On The Carriers' Respective Mergers:
Parker: Putting two airlines together is a really long and difficult process. For our customers, for the most part, by 2015, it should feel like one airline, but we certainly won't be done with the integration [with US Airways]. There's a tendency to try to put things together and try to come up with something even better, to integrate and innovate at the same time. What we're doing this time is relying mostly on American systems, because that causes the least disruption to the team, because more people are used to using those.

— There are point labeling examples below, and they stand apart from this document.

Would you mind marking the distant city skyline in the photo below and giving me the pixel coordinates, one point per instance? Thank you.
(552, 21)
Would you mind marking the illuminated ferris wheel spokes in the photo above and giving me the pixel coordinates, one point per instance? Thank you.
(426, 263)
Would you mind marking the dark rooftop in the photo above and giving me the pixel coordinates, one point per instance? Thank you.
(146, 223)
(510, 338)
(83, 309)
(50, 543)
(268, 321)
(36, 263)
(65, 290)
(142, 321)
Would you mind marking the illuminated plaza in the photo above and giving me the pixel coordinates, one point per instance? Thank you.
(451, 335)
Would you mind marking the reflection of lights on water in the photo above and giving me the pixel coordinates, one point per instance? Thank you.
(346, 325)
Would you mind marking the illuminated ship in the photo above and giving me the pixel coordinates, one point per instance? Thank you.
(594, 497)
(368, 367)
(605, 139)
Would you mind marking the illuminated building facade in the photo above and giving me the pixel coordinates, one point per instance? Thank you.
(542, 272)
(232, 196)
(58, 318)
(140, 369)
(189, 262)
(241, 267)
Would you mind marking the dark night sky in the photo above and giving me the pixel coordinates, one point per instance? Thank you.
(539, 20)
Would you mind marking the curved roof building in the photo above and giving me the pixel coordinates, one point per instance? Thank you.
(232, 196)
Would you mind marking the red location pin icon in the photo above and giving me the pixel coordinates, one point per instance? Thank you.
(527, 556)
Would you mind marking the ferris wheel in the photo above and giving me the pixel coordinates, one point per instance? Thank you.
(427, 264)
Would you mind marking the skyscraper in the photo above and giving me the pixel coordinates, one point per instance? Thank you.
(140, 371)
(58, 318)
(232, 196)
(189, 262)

Smisek: A majority of our employees have now joined collective bargaining agreements. We have two larger groups left: one is our technicians and maintenance personnel, and one is our flight attendants. The flight attendants are taking longer than I would have wanted. We have three sets: the old Continental, the old Continental Micronesia and the old United, and they have very different forms of compensation. There's been some degree of difficulty in the three sets of unions coming together to decide what they want. I'm confident we'll reach an agreement, but I can't tell you when, because these things have a life of their own.
On Delta's Acquisition Of A Fuel Refinery:
Anderson: If you look in the last quarter, the second quarter of 2014, the industry average fuel price per gallon was $3.08, excluding Delta. Our fuel price was $2.93 per gallon. One penny per gallon is worth $10 million a quarter, so the advantage we've been able to build on fuel costs is large and sustainable.